Japan: Abgeschottet dank geschlossener Grenzen

Japan: Abgeschottet dank geschlossener Grenzen 

Viele Staaten hatten in den vergangenen Wochen ihre Grenzen geschlossen und nur den Warenverkehr erlaubt. Das machte im 17. Jahrhundert auch Japan – für mehr als 200 Jahre.
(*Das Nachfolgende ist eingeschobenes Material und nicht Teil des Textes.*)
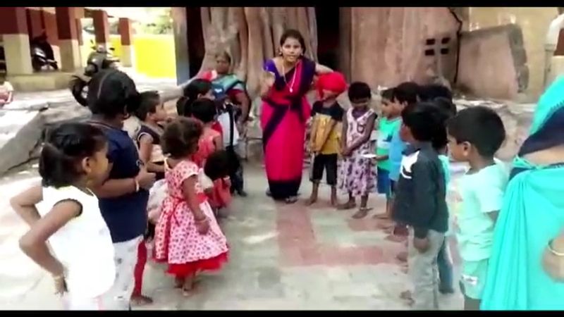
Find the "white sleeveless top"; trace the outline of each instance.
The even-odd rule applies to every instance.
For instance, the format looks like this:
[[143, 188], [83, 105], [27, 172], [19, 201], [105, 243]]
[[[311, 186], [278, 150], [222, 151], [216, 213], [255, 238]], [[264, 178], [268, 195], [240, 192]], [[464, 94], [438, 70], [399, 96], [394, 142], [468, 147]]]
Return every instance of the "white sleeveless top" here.
[[55, 204], [68, 199], [79, 202], [82, 212], [53, 234], [49, 243], [66, 269], [69, 293], [75, 297], [94, 298], [109, 290], [116, 278], [114, 244], [98, 199], [73, 186], [44, 187], [43, 201], [37, 210], [44, 217]]

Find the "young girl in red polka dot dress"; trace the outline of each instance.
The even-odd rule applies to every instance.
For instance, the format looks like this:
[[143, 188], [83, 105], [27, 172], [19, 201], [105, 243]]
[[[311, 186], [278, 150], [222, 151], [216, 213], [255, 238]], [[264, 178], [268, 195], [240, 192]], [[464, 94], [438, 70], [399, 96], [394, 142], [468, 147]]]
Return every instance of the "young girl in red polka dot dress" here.
[[198, 180], [198, 166], [188, 158], [197, 149], [202, 125], [178, 118], [161, 137], [168, 196], [155, 228], [155, 260], [168, 264], [177, 287], [189, 295], [196, 273], [218, 270], [226, 262], [227, 240]]

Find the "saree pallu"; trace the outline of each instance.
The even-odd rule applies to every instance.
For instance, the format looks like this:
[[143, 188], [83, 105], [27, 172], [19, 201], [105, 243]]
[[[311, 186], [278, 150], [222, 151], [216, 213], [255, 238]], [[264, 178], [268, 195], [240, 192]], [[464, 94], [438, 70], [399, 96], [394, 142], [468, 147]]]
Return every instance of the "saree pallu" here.
[[542, 266], [551, 239], [564, 229], [564, 158], [539, 166], [527, 154], [564, 144], [564, 77], [541, 97], [530, 136], [513, 161], [494, 246], [482, 310], [563, 310], [564, 283]]
[[305, 94], [315, 63], [302, 58], [293, 70], [281, 75], [269, 60], [265, 70], [274, 73], [276, 80], [261, 111], [264, 165], [272, 198], [284, 199], [296, 196], [302, 182], [305, 125], [311, 113]]

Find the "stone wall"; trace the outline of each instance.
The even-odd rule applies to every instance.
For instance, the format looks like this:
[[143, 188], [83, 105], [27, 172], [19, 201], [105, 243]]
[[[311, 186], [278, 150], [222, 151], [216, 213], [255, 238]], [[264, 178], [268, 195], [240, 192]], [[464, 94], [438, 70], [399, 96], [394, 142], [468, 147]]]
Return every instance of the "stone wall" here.
[[507, 24], [521, 27], [530, 74], [525, 92], [531, 100], [536, 100], [544, 90], [544, 40], [558, 14], [556, 7], [470, 7], [471, 31]]
[[453, 81], [459, 25], [448, 8], [342, 8], [341, 15], [341, 65], [350, 80], [373, 89]]
[[514, 24], [462, 32], [456, 87], [481, 98], [516, 99], [529, 83], [523, 45]]

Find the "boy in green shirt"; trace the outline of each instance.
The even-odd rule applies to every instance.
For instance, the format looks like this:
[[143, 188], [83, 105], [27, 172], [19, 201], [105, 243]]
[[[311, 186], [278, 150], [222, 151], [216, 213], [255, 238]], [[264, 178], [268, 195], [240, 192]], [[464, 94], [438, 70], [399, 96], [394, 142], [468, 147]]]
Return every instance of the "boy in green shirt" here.
[[460, 180], [462, 208], [454, 226], [462, 259], [460, 288], [464, 309], [478, 310], [491, 255], [494, 228], [508, 180], [503, 163], [494, 158], [505, 131], [499, 116], [482, 106], [460, 111], [448, 122], [447, 129], [453, 158], [470, 166]]
[[386, 89], [381, 93], [382, 118], [379, 123], [378, 139], [376, 145], [376, 160], [378, 162], [376, 187], [379, 194], [386, 195], [386, 213], [376, 215], [376, 217], [378, 218], [391, 218], [390, 199], [392, 186], [389, 175], [391, 163], [388, 152], [392, 136], [394, 133], [397, 133], [401, 127], [401, 113], [398, 107], [391, 105], [393, 96], [393, 88]]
Über zweihundert Jahre lang hatte sich Japan von der Welt fast völlig abgeschottet. Ferngehalten sollten nicht nur die „Südbarbaren“ genannten Portugiesen und Spanier werden, sondern auch Japaner, die länger als fünf Jahre im Ausland gelebt hatten und dort möglicherweise zum Christentum konvertiert waren.

Bereits ab 1580 erliessen die japanischen Machthaber wiederholt Edikte, um die Aktivitäten der Portugiesen und Spanier im Land einzuschränken. 1639 wurden die letzten von ihnen radikal und endgültig ausgewiesen. Als einziger Handelspartner verblieb die Niederländische Ostindien-Kompanie, „kaserniert“ auf der künstlichen Insel Dejima im Hafen von Nagasaki.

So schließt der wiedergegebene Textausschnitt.